Gate has come off wins in Europe, with a stand out being his win in the King of the Mountains points classification at the Tour of Austria in July.
He is returning to Tour de Ranges after winning in 2017 and 2018. This year he will have an opportunity to take a third consecutive win. Gate said Tour de Ranges is a race that covers a bit of everything, with some of the best scenery Auckland has to offer.
“It generally works out great timing wise too, because besides the couple of occasions it has clashed with a track cycling commitment, it’s a race that I’ve always been back in NZ for and I’m always ready to give it a nudge.”
Gate described the course as “rolling terrain, with some fast-flat sections and more climbs.

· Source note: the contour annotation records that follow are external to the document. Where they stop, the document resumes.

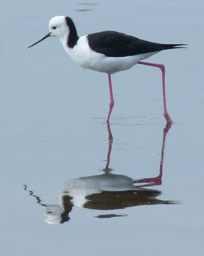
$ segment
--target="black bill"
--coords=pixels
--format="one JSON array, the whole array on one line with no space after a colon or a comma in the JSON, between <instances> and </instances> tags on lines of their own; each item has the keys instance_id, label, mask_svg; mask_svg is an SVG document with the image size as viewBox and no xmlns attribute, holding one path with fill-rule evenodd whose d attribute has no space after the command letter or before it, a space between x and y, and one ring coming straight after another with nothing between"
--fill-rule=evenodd
<instances>
[{"instance_id":1,"label":"black bill","mask_svg":"<svg viewBox=\"0 0 204 256\"><path fill-rule=\"evenodd\" d=\"M50 36L50 34L51 34L51 33L49 33L48 34L46 35L46 36L45 36L44 37L41 38L39 41L36 42L36 43L34 43L34 44L32 44L31 45L29 46L28 47L27 47L27 49L32 47L32 46L35 45L36 44L40 43L41 41L43 41L44 39L47 38L47 37Z\"/></svg>"}]
</instances>

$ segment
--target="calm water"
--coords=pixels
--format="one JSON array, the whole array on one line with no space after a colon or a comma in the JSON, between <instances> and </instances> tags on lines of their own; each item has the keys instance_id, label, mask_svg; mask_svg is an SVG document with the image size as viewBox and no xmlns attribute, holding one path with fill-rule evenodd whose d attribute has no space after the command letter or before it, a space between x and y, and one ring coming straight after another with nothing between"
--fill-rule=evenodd
<instances>
[{"instance_id":1,"label":"calm water","mask_svg":"<svg viewBox=\"0 0 204 256\"><path fill-rule=\"evenodd\" d=\"M3 1L2 255L203 255L203 3ZM112 77L78 67L48 33L57 15L80 35L112 29L188 44Z\"/></svg>"}]
</instances>

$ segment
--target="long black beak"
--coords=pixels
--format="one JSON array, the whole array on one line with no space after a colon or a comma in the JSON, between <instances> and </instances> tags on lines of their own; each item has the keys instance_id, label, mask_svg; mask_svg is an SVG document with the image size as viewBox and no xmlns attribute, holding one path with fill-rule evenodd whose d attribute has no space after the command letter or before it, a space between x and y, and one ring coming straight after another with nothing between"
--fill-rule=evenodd
<instances>
[{"instance_id":1,"label":"long black beak","mask_svg":"<svg viewBox=\"0 0 204 256\"><path fill-rule=\"evenodd\" d=\"M51 34L51 33L49 33L48 34L46 35L46 36L45 36L44 37L41 38L39 41L36 42L36 43L34 43L34 44L32 44L31 45L29 46L28 47L27 47L27 49L32 47L32 46L35 45L36 44L40 43L41 41L43 41L44 39L47 38L47 37L50 36L50 34Z\"/></svg>"}]
</instances>

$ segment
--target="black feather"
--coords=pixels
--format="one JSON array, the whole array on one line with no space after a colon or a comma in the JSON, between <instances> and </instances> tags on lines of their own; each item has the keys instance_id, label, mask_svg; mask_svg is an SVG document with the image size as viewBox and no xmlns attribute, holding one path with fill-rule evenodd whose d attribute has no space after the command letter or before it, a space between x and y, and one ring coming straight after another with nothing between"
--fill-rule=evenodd
<instances>
[{"instance_id":1,"label":"black feather","mask_svg":"<svg viewBox=\"0 0 204 256\"><path fill-rule=\"evenodd\" d=\"M139 39L122 33L102 31L87 35L90 47L110 57L125 57L143 53L182 48L184 44L163 44Z\"/></svg>"}]
</instances>

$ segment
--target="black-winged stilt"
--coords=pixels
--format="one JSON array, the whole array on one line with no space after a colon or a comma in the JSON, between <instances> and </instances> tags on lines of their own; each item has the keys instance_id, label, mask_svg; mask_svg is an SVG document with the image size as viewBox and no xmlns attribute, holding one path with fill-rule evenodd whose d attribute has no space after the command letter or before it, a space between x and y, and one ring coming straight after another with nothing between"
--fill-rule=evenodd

Just remember to enjoy the snake hill descent after you slog your way up it!”
He said it is an event set apart from others as it offers such great scenery close to the hustle and bustle of Auckland traffic.

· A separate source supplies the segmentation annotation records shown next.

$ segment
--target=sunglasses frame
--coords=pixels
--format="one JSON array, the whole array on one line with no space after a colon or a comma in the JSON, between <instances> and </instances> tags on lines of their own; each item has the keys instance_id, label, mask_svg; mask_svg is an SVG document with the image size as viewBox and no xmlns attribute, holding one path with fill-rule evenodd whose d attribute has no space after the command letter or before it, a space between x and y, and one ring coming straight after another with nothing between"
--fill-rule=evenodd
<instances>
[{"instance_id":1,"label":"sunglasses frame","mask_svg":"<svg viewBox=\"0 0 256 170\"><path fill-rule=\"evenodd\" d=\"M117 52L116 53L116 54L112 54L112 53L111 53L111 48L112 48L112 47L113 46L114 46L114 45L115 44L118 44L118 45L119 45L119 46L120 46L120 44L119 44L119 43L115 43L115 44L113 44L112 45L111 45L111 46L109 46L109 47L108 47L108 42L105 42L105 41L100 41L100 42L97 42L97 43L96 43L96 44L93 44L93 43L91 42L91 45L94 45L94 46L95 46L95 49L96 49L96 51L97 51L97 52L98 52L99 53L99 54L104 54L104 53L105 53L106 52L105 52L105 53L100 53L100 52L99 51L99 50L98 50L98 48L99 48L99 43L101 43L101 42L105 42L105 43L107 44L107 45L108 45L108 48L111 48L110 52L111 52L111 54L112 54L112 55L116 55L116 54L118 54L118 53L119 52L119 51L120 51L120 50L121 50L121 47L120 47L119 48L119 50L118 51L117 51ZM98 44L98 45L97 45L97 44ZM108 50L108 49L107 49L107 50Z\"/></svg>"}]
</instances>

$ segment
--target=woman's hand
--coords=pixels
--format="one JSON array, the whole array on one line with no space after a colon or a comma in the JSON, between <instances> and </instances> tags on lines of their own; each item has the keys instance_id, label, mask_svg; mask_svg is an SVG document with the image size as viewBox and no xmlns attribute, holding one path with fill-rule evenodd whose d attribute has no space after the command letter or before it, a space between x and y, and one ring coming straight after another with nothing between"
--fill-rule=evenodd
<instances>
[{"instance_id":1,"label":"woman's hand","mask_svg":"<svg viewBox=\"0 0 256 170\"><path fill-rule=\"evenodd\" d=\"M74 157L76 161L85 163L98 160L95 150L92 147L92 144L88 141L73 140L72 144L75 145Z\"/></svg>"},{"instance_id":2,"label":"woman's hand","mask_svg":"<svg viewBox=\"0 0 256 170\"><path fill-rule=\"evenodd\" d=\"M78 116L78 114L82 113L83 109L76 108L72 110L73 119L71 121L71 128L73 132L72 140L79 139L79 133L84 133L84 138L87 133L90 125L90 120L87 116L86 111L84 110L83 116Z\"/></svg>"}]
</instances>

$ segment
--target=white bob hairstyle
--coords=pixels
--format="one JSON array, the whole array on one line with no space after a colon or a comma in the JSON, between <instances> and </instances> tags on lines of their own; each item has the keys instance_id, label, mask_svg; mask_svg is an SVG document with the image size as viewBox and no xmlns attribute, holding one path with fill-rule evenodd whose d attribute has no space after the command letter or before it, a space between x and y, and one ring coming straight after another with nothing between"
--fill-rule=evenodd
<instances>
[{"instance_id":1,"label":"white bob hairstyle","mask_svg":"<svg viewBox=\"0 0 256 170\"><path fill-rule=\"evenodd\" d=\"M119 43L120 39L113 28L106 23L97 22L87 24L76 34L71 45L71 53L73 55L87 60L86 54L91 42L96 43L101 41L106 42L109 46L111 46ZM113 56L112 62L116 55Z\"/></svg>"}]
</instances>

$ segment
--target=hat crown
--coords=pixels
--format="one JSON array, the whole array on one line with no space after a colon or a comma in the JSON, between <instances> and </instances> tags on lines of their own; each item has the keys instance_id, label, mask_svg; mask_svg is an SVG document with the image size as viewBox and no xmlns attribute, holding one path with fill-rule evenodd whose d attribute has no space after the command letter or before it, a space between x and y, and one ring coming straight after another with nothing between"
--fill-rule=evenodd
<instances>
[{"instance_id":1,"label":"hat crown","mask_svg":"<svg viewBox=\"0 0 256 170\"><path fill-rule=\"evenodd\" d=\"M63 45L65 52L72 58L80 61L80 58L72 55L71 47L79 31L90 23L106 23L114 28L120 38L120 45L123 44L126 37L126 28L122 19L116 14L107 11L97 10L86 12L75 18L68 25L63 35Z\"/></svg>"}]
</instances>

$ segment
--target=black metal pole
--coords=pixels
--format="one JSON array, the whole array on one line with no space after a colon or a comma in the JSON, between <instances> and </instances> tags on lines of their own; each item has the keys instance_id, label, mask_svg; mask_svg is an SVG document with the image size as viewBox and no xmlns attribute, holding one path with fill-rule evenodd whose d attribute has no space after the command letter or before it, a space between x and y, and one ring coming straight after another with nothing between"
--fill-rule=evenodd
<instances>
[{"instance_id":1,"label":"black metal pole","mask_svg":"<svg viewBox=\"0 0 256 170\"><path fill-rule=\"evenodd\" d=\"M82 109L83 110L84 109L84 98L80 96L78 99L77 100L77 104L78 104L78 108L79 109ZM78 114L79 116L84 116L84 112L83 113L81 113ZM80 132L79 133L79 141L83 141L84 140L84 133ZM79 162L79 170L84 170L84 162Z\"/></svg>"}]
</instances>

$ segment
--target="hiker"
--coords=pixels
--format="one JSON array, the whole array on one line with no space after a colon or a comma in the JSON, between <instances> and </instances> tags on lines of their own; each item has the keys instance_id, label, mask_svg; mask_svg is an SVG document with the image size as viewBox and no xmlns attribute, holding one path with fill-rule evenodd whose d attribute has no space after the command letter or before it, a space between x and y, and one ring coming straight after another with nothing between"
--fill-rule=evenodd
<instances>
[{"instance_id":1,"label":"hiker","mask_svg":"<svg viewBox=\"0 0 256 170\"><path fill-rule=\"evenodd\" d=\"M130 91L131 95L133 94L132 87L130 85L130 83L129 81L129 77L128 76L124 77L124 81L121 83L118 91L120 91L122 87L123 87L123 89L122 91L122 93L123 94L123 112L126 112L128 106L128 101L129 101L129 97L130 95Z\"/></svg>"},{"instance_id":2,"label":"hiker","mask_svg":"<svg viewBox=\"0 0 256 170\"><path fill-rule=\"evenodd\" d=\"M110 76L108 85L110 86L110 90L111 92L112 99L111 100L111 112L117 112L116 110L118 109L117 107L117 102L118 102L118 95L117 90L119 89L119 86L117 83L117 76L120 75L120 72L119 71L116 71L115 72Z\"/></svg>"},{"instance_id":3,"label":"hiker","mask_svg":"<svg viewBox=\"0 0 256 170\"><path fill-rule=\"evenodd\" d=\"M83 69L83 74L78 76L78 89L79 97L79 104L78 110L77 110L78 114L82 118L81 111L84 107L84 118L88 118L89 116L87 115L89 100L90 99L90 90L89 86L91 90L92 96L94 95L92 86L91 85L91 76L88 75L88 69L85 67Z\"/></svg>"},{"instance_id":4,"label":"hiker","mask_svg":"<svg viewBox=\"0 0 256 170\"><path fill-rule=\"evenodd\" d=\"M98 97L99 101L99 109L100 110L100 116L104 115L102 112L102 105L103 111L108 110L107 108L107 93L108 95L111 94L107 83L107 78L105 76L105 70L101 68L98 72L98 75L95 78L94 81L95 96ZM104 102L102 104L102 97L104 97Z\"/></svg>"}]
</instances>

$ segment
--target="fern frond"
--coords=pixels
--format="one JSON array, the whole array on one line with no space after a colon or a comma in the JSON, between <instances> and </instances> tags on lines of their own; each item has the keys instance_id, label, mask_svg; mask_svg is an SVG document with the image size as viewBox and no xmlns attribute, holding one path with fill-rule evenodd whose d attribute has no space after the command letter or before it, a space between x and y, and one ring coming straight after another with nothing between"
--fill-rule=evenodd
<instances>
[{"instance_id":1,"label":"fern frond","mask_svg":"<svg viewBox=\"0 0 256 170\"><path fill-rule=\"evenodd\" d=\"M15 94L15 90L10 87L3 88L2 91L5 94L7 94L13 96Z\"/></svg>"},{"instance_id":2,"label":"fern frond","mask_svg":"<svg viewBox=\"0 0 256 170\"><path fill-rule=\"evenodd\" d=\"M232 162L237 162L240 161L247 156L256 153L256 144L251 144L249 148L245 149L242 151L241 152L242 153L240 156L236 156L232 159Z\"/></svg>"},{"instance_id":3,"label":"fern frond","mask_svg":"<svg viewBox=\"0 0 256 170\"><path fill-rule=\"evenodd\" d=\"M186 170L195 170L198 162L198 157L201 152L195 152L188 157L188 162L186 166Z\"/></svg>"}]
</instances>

“Its popularity has definitely increased in NZ which is great to see, and it helps the local scene keep up with the international standard of race speeds going up and up, as bikes get more technical and training gets smarter.”

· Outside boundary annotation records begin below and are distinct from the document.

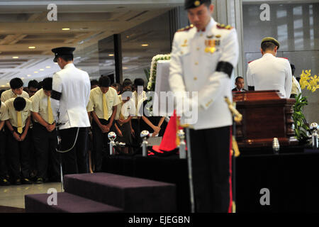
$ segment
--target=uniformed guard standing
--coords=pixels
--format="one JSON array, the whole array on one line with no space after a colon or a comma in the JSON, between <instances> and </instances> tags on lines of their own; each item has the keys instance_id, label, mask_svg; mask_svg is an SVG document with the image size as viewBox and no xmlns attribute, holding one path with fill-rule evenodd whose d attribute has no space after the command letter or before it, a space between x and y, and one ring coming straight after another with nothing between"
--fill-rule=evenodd
<instances>
[{"instance_id":1,"label":"uniformed guard standing","mask_svg":"<svg viewBox=\"0 0 319 227\"><path fill-rule=\"evenodd\" d=\"M74 48L57 48L55 62L60 71L53 75L51 107L61 138L63 174L88 172L87 136L90 126L86 106L90 96L87 72L73 65Z\"/></svg>"},{"instance_id":2,"label":"uniformed guard standing","mask_svg":"<svg viewBox=\"0 0 319 227\"><path fill-rule=\"evenodd\" d=\"M224 97L232 98L230 76L238 43L235 28L211 18L213 8L210 0L185 1L193 25L175 33L169 82L177 95L198 92L197 103L184 99L194 102L194 108L183 109L183 116L198 111L197 121L190 126L196 211L230 212L233 121Z\"/></svg>"},{"instance_id":3,"label":"uniformed guard standing","mask_svg":"<svg viewBox=\"0 0 319 227\"><path fill-rule=\"evenodd\" d=\"M272 37L262 40L262 57L250 62L247 68L249 90L279 90L284 98L291 92L291 68L287 59L276 57L280 43Z\"/></svg>"}]
</instances>

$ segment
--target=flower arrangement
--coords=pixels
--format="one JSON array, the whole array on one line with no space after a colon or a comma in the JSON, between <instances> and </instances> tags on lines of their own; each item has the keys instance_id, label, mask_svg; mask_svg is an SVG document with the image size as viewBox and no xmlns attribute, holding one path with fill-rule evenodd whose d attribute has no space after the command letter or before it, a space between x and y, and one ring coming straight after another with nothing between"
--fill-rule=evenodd
<instances>
[{"instance_id":1,"label":"flower arrangement","mask_svg":"<svg viewBox=\"0 0 319 227\"><path fill-rule=\"evenodd\" d=\"M152 63L150 71L150 79L147 83L147 90L155 90L155 82L156 82L156 68L157 67L157 61L161 60L170 60L170 55L157 55L154 56L152 59Z\"/></svg>"},{"instance_id":2,"label":"flower arrangement","mask_svg":"<svg viewBox=\"0 0 319 227\"><path fill-rule=\"evenodd\" d=\"M315 92L316 89L319 89L318 82L319 77L317 75L311 77L311 70L303 70L300 78L300 85L302 89L307 87L307 90Z\"/></svg>"},{"instance_id":3,"label":"flower arrangement","mask_svg":"<svg viewBox=\"0 0 319 227\"><path fill-rule=\"evenodd\" d=\"M306 143L307 140L309 139L307 132L310 132L310 128L303 114L303 109L306 105L308 105L307 97L301 97L301 94L299 94L296 97L292 118L294 122L296 138L301 143Z\"/></svg>"}]
</instances>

Gate’s top tips are to keep the fluid and food intake up from right at the start of the ride, to prevent running out of steam on the final run from the coast into Clevedon.
“One top tip I have learnt from someone though, is if you do think you may run short on energy – take a fiver in your pocket as they do pretty good ice creams at the Kawakawa bay dairy!”
Female elite athlete Georgia Danford will be riding in Tour de Ranges for the third time, after coming second in the Elite Criterium Nationals in 2018.
“I always enjoy Tour de Ranges as it is a perfect combination of rolling terrain and country roads, making for an exciting course that suits a range of riders.”
Tour de Ranges was established in 2009 and winds through the Hunua Ranges, with stunning views of the Hauraki Gulf. It was created to attract all levels of cycling ability to some of the most remarkable roads in Auckland.
Both the 110km and 30km rides are about getting out there and having a go at a road cycling event in a safe, friendly environment.
The event is under new ownership after being taken over by Nduro Events earlier this year.
Event director, Tim Farmer said he is looking forward to the 10th anniversary of the event.
“Our aim is to make it more inclusive by reintroducing female elite racing with an identical prize purse to the male category, as we see value in female cycling in NZ.”